Writing results back

DuckDB query results can go back to XTDB via bulk ingest, or out to Parquet:

Back to XTDB:

# result is a pyarrow.Table; annotate with _id before ingest.
import pyarrow.compute as pc
result_with_id = result.append_column(
    "_id", pa.array([f"tier-summary-{r['tier']}" for r in result.to_pylist()])
)
with flight_sql.connect(FSQL_URI) as conn:
    with conn.cursor() as cur:
        cur.adbc_ingest("tier_summaries", result_with_id, mode="create_append")

To Parquet:

import pyarrow.parquet as pq
pq.write_table(result, "tier_exposure_q4_2024.parquet")

Runnable example

A self-contained script that runs the full scenario is in examples/streaming-into-duckdb/main.py.

docker run --rm -d --name xtdb-g5 -p 5432:5432 -p 9832:9832 ghcr.io/xtdb/xtdb:nightly
pip install adbc-driver-flightsql pyarrow duckdb psycopg
python docs/src/content/docs/adbc/examples/streaming-into-duckdb/main.py
docker rm -f xtdb-g5

Why this works without a copy

XTDB’s query engine produces Arrow RecordBatch objects internally.

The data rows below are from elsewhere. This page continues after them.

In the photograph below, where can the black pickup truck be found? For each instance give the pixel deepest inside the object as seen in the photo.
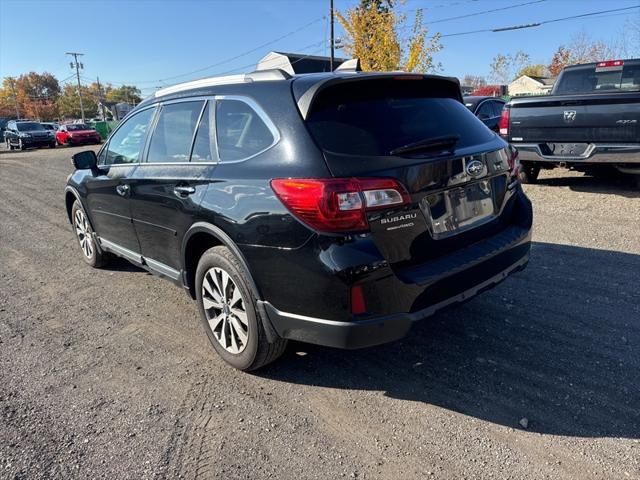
(590, 119)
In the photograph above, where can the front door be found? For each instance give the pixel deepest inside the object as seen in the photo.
(109, 191)
(167, 189)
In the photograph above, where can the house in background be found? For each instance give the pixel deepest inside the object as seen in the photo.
(113, 110)
(293, 63)
(526, 85)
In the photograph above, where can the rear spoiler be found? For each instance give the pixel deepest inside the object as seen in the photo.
(307, 88)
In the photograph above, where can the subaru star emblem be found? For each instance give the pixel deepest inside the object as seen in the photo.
(475, 168)
(569, 116)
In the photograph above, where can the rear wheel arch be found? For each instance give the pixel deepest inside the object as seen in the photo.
(70, 196)
(201, 237)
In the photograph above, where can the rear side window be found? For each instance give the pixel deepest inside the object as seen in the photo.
(173, 135)
(126, 143)
(241, 131)
(375, 117)
(588, 80)
(202, 148)
(497, 108)
(486, 110)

The FlightSQL shim packages those batches into gRPC DoGet streams as-is. The ADBC FlightSQL driver on the Python side decodes the gRPC framing and reconstructs the Arrow buffers in the client process. duckdb.register() takes the Arrow C Data Interface pointer to those buffers: DuckDB’s planner sees the Arrow schema and DuckDB’s executor reads the data in-place.

The data moves as: XTDB in-memory Arrow → gRPC wire encoding → pyarrow Arrow buffer → DuckDB execution. There is no intermediate JSON, CSV, Postgres text wire, or pickle. The gRPC serialisation is the only encode/decode step, and it is Arrow’s own IPC format.